Our last stop in Bali before going back to Malang took us through the amazing mountains of central Bali (with monkeys sitting along the guard rails; I had an urge to lock the doors) to Lovina. The town is really cute and its main attraction is the dolphins that like to hang out along the coast. We got up at 5:30am and loaded into a few canoe-looking boats. I felt bad for the dolphins since they were being followed by about 25 boats of tourists but they came so close to us that I’m hoping they found it amusing (stupid tourists).
It was the first time I’d ever seen wild dolphins but I my most amazing experience came a few days later when we went to a safari park a couple hours from Malang.

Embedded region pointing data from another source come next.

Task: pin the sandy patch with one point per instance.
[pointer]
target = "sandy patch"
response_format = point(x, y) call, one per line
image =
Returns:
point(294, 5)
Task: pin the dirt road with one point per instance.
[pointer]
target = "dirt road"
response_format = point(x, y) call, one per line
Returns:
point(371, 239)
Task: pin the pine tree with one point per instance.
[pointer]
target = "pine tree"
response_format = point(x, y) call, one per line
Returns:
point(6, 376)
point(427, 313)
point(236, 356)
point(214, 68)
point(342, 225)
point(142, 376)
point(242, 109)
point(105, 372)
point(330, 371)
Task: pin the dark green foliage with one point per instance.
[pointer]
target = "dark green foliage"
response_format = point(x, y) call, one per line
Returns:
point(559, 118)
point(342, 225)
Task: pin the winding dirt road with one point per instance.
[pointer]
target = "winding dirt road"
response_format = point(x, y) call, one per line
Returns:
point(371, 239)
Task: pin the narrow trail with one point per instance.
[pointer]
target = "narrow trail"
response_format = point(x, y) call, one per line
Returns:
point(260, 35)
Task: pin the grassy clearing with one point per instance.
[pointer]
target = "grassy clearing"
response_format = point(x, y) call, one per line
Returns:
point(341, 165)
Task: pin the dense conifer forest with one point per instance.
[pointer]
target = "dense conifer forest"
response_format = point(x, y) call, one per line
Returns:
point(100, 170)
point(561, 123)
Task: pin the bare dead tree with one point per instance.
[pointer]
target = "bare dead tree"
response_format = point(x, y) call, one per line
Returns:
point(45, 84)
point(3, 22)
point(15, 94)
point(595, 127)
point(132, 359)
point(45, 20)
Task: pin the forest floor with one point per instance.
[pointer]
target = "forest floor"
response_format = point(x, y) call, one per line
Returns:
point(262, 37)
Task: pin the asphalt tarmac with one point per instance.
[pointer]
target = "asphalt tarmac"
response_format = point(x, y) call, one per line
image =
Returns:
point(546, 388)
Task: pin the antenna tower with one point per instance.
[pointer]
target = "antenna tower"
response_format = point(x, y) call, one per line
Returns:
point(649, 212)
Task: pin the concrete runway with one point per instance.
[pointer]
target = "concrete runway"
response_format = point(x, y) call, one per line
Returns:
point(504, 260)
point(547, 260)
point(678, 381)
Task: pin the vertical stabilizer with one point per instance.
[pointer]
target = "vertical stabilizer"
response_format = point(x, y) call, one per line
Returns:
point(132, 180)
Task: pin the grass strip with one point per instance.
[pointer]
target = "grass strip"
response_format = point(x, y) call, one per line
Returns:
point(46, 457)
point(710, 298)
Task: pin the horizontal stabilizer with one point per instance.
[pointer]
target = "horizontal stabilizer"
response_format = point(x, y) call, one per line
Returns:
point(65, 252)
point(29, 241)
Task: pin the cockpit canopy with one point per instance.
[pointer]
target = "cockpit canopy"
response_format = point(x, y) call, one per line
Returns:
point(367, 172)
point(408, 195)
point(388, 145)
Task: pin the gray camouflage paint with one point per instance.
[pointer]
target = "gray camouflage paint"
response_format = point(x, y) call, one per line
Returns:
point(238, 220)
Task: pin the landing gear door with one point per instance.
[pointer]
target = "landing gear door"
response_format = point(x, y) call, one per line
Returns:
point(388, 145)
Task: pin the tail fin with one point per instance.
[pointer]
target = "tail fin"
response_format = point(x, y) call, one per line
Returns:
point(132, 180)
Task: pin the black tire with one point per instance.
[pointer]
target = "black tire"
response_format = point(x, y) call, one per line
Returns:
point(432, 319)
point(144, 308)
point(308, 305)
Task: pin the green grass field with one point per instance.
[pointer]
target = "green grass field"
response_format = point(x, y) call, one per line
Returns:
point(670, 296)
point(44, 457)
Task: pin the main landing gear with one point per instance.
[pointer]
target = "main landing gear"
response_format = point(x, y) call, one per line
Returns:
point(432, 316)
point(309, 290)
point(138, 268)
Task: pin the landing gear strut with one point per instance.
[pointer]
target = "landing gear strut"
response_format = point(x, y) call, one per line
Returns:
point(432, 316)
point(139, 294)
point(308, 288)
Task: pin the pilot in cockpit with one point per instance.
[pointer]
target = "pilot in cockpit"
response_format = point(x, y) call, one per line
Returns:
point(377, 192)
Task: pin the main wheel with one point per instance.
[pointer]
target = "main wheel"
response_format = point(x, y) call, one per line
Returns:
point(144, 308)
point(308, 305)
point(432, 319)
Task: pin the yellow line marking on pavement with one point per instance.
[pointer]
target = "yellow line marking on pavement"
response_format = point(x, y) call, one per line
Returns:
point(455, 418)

Just as the park was closing, we went down to the dolphin tank and found it completely empty of any visitors or workers. As soon as we stood alongside the tank, the two dolphins were right there trying to get attention. We petted them, played games so they could jump up and touch our hands... I’d never even touched a dolphin before that and I’m pretty sure we were all in love (and trying really hard not to think of the documentary The Cove). After twenty minutes with these dolphins, we had to tear ourselves away before the parked closed on us. It was incredible.
I feel like I’ve barely been home in the last two weeks (I guess because I haven’t). I still have half-written post cards from almost three weeks ago sitting on my desk in my room. Within a couple days of being back from Bali, Margit, Vinicius and I were back on the road to Pasuruan (a couple hours north of Malang) to volunteer with a junior high school. More on that insane but awesome experience to follow.
By the way - one of the best parts of living in Indonesia is the cost of living. Eight days in Bali and Lombok, transport, eating, drinking, surfing, snorkelling and everything else that we got up to... all for around CDN$350. How is that even possible?
Hmm (observation)... Reading this not only share information but learning grammar... I love this blog!
ReplyDeleteHaha yeah, it's a great English exercise for you!